The Ten Worst Movie Taglines of 2012
An effective tagline can be the most important part of a marketing campaign, a concise abstract of the film’s plot and tone, the “I Like Ike” of a moviegoers’ most anticipated short list. Most are not.
Most movie taglines fall somewhere between mediocre and passable. Far too many read like an afterthought to a trailer, or a few extra words for some poor graphic designer to squeeze onto a poster somewhere.

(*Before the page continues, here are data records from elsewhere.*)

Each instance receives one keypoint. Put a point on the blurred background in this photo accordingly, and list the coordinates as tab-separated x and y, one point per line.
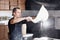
29	8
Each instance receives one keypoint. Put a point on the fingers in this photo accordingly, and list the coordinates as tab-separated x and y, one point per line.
29	18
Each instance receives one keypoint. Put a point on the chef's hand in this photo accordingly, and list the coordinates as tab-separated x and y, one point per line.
29	19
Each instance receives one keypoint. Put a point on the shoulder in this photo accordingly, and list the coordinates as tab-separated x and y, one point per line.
9	20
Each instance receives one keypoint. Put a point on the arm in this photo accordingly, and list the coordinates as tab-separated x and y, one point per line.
24	29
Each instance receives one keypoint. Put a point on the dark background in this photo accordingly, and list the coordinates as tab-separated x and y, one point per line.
36	4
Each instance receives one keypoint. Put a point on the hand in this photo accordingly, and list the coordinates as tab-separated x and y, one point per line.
29	18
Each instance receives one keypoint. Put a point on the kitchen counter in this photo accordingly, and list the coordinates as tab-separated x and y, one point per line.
5	22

It’s not just the lousy movies either, though they are often the most egregious. Sometimes bad taglines happen to good movies, as with last year’s 50/50 (“It takes a pair to beat the odds”). For that reason, many award-caliber movies steer clear by eschewing taglines altogether—too risky. Rather they’ll string together a wall of praise from noteworthy critics, or stamp “A Steven Spielberg Film” on it and post a really big picture of Daniel Day-Lewis‘ head in greyscale.
Probably the most vital tagline to a movie release this year was The Bourne Legacy‘s ubiquitous “There was never just one,” and that wasn’t even especially inspired. It got its point across, though, even if that meant alienating some fans of the previous films.

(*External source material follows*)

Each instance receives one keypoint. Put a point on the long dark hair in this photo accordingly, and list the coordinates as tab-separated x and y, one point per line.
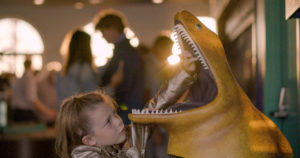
78	50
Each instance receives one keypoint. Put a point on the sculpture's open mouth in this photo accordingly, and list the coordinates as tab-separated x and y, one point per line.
204	89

For your amusement I have compiled here the Ten Worst Taglines of 2012. They are the most unimaginative, the clumsiest, most nonsensical and least effective of the lot. This list is entirely subjective; we have not as yet perfected a primary metric for stupid. Thus a few truly awful ones narrowly escaped this list either for being just close enough to the spirit of their movie to counteract their inherent awfulness (i.e. Pitch Perfect: “Get pitch slapped”) or so inconsequential as to be nigh invisible (i.e. The Expendables 2: “Back for war”).
Perhaps someday we’ll follow up with a list of the year’s Ten Best Taglines, but alas, it’s an accomplishment just to name five…
Is it real Is it recall
Let’s take a moment to appreciate punctuation by giving glance to this awkward tag. Is it exclamatory? Is it interrogative! And how!
While the movie-makers ostensibly wished their viewers to question reality, viewers instead merely questioned were they to question. Meanwhile typography nerds quietly debated amongst themselves just how many standard spaces one might require to intone the same effect as an em dash.